Let’s go to our artist:
Anna Maria Quaini or Mina Mazzini (25 March 1940), known for her three-octave vocal range, the agility of her soprano voice, and its image as an emancipated woman. In performance, Mina combined several modern styles with traditional Italian melodies which made her the most versatile pop singer in Italian music.
Mina dominated the Italian charts for fifteen years and reached an unsurpassed level of popularity in Italy. She has scored 77 albums and 71 singles on the Italian charts!
Mina’s TV appearances in 1959 were the first for a female rock and roll singer in Italy, the public at the time, labeled her as the Tiger of Cremona for her wild gestures and body shakes.

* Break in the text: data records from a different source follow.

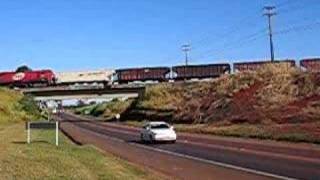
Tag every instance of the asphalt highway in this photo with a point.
(264, 161)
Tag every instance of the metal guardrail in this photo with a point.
(42, 125)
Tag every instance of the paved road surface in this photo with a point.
(193, 157)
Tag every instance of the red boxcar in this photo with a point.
(142, 74)
(312, 65)
(200, 71)
(252, 66)
(28, 78)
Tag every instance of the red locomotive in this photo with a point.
(27, 78)
(312, 65)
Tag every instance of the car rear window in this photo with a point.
(160, 126)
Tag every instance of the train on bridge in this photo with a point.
(103, 78)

When she turned to light pop tunes, Mina’s chart-toppers in West Germany in 1962 and Japan in 1964 earned her the title of the best international artist. Mina’s more refined sensual manner was introduced in 1960 with Gino Paoli‘s ballad ‘This World We Love In’, entering on the Billboard Hot 100 in 1961.
Mina was banned from Italian TV and radio in 1963 because her pregnancy and relationship with the married actor Corrado Pani did not accord with the dominant Catholic and bourgeois morals (sic). After the ban, RAI tried to continue to prohibit her songs, which were forthright in dealing with subjects such as religion, smoking, and sex. Mina’s school act combined sex appeal, with public smoking, dyed blond hair, and shaved eyebrows to create an (unprecedented) bad girl image!
Mina’s voice has a distinctive timbre and great power, her main themes are anguished love stories performed in high dramatic tones. The singer combined classic Italian pop with elements of blues, R&B and soul music during the late ’60s, especially when she worked in collaboration with the singer-songwriter Lucio Battisti.
Top Italian songwriters created material with large vocal ranges and unusual chord progressions to showcase her singing skills, particularly ‘Brava’ (Bruno Canfora) and the pseudo-serial ‘Se Telefonando’ (Ennio Morricone). Shirley Bassey carried Mina’s ballad ‘Grande Grande Grande’ to charts in the U.S. and U.K. in 1973.
Mina’s easy listening duet ‘Parole Parole’ was turned into a worldwide hit by Dalida and Alain Delon in 1974. Then, Mina suddenly gave up public appearances in 1978 but has continued to release popular albums on a yearly basis to the present day.
Let’s go to our album:
Mina is an eclectic, versatile artist completely at ease with a repertoire spanning all musical genres, all of which she has sung with masterful panache!
By 1970 Mina was already an established star, flirting with Brazilian music since the mid-’60s, passing through bossa nova and samba, here she relies on the amazing arrangements of maestro Augusto Martelli to bring a vigorous overview of the so-called MPB (Brazilian popular music). With a stellar team of composers, Mina sings with wild passion, splendid technique and darting Portuguese to our delight!
The ‘IM’ highlights are Todas as Mulheres do Mundo and Tem Mais Samba.
A1 Canto de Ossanha (B. Powell, V. de Moraes)
A2 Com Acúcar, Com Afeto (C. Buarque de Hollanda)
A3 Upa Nequinho (E. Lobo, G. Guarnieri)
A4 Todas as Mulheres do Mundo (Erasmo Carlos)
A5 Que Maravilha (Jorge Ben, Toquinho)
A6 A Banda (C. Buarque de Hollanda)
B1 Canção Latina (O. Stocker, V. Martins)
B2 Tem Mais Samba (C. Buarque de Hollanda)
B3 Sentado a Beira do Caminho (E. Carlos, R. Carlos)
B4 A Praça (Carlos Imperial)
B5 Nem Vem Que Não Tem (Carlos Imperial)
Arranged, Conductor (Orchestra): Bob Mitchell (Augusto Martelli)
PDU – Pld.A.5026
‘If I didn’t have my own voice, I’d like to have the voice of a young Italian girl named Mina’ / Sarah Vaughan, 1968. (!)